Ewing Athletics has to regain control of its destiny. While growing and reaching more people via retail outlets seems to be the classic approach that was once the road to success. The market no longer works that way. Companies have the ability to reach their customer by using a unique approach to customer service.

  • Engagement via Social Media – Dropping an ad or leaving a picture works temporarily. Responding to as many questions as possible with a calm, witty approach makes a brand more relatable. There is one thing a brand like Nike can’t do. They can’t answer people. They are too big. Ewing is small enough that the brand can respond to as many people as possible. Even if it’s one hour out of the day.

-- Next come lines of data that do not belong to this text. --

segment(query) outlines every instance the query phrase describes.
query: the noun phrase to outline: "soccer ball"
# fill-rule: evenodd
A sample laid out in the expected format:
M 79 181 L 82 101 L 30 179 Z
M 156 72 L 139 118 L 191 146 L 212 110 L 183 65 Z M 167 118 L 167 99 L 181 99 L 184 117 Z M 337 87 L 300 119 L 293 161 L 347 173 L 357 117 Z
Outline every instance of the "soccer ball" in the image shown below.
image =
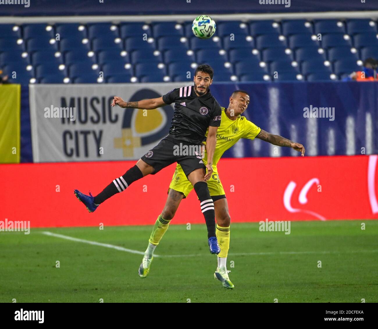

  • Unique and Well Crafted Collabs – Every brand is dropping a collab. Collabs get the ear of sneaker blogs and a variety of outlets will feature information on a unique collab. The brands recent Mikey Likes collab is a perfect example of a collab that worked and will win over potential buyers. For Jordan Brand or adidas a collab doesn’t mean a lot, but for brand like Ewing a 500 pair run on a dope ass sneaker is gold. Shifting to DTC would allow for the brand to push 500 pair each month potentially.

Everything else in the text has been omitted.